KeQueryPerformanceCounter on AMD64 DualCore machines issue

Loren Wilton wrote:

So it appears that the only thing that can be done if you need
timestamps below 1ms on a multiproc system is to implement a routine
that has a thread per proc at realtime priority, and will periodically
all sync together burning processor until they can get a
near-simultaneous RDTSC value from each processor. You can then be
careful of which processor you read the timestamp counter from and use
a correction factor based on the last known offset and speed for that
processor.

The time-stamp counter is a writable register. A suitably motivated
person should be able to write a kernel driver to sync them on the fly.

How often you have to get the base sync values probably depends on the
environment. I deal with datacenter servers, so I can probably get
away with getting a sync value every 100 seconds or so. On a laptop
with active power management you might have to get sync values several
times per second to have actual accuracies in the millisecond range.

I’m surprised at how dynamic this delta is. I have a little test app
that I wrote many years ago to test the counter synchronization. I ran
it a few minutes ago on my desktop AMD 64 X2 3800+, and they were
11,976,000 cycles apart. I ran it two minutes later, and they were
11,951,000 cycles apart. Right now, they are 12,058,000 cycles apart.
The population is large enough that I believe these to be accurate to 5
places.

The clock runs at 2GHz, which means they are about 6ms apart. But even
more interesting, the delta between them varied by as much as 50us over
a period of 10 minutes.

It appears that, short of a special hardware timer plugin card, it is
no longer possible to get reliable timestamps that are good to less
than 1ms, and even those might be questionable in a number of
circumstances.

Yes. I am actually quite surprised that a simple, free-running
microsecond counter has not become part of the standard PC by now.

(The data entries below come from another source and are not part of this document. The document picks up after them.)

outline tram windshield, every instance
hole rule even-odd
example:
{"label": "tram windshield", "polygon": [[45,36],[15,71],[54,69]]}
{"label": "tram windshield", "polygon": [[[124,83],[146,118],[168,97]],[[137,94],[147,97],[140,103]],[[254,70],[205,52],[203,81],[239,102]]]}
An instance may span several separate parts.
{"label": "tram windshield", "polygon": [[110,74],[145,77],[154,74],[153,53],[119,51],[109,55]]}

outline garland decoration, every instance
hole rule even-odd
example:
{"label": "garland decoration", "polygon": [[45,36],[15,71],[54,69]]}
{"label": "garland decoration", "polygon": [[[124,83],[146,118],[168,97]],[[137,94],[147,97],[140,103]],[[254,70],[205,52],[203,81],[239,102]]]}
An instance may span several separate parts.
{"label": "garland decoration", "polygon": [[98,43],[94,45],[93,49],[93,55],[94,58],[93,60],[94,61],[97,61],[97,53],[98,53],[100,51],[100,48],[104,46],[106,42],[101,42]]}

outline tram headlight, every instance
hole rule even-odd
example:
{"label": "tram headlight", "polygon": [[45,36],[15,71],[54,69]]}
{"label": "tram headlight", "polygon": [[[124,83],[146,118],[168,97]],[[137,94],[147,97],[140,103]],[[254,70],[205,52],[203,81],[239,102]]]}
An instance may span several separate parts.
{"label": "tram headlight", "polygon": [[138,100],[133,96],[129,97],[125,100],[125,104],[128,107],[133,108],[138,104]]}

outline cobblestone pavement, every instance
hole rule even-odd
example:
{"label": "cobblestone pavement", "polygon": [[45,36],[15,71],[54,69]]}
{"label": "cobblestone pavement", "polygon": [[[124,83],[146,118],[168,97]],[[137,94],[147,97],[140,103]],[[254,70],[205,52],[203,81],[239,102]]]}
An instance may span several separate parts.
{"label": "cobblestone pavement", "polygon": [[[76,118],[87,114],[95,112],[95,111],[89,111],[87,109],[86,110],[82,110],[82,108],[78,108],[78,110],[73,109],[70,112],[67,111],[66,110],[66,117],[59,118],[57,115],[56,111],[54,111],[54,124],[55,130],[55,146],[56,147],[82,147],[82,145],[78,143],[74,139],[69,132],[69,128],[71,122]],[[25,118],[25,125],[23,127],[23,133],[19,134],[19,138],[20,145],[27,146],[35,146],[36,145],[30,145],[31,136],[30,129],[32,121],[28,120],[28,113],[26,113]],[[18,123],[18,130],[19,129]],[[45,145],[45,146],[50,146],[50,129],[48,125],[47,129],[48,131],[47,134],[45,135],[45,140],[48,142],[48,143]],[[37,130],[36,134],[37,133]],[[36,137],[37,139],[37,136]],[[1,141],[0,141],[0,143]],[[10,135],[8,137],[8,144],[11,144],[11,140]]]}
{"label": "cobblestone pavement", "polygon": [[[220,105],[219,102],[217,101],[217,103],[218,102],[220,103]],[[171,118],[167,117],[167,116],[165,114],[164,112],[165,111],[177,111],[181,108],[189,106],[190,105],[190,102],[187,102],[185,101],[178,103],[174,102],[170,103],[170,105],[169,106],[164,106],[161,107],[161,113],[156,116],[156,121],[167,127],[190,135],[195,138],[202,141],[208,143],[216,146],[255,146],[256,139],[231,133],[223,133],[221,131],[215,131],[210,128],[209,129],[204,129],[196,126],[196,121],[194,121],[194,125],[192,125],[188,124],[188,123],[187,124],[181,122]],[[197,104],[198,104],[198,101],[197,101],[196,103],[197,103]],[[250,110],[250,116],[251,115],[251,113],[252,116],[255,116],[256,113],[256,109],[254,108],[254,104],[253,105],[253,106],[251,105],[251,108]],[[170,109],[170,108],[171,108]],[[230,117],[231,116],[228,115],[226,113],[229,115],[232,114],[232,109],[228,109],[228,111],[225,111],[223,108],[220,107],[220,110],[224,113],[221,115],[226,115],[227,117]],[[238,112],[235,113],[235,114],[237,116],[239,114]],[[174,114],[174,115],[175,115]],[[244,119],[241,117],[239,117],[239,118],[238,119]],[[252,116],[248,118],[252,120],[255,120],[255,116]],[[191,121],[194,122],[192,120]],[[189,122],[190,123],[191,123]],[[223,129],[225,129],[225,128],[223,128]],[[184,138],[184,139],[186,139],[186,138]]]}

Tim Roberts, xxxxx@probo.com
Providenza & Boekelheide, Inc.

> ----------

From: xxxxx@lists.osr.com[SMTP:xxxxx@lists.osr.com] on behalf of Tim Roberts[SMTP:xxxxx@probo.com]
Reply To: Windows System Software Devs Interest List
Sent: Thursday, February 15, 2007 9:23 PM
To: Windows System Software Devs Interest List
Subject: Re: [ntdev] KeQueryPerformanceCounter on AMD64 DualCore machines issue

Michal Vodicka wrote:
> The only remaining function is KeQueryPerformanceCounter() which uses RDTSC at my dual Opteron machine. Which means it is susceptible to problems mentioned in this thread and I can see them.
>
> So what is the right solution? I can’t believe such a basic thing just doesn’t work…
>

One answer is to use affinity to make sure your code always runs on the
same CPU.

My code usually runs in arbitrary thread context…

Best regards,

Michal Vodicka
UPEK, Inc.
[xxxxx@upek.com, http://www.upek.com]

This has been a most interesting thread indeed. It seems there is no right
way; there are only varying degrees of wrongness …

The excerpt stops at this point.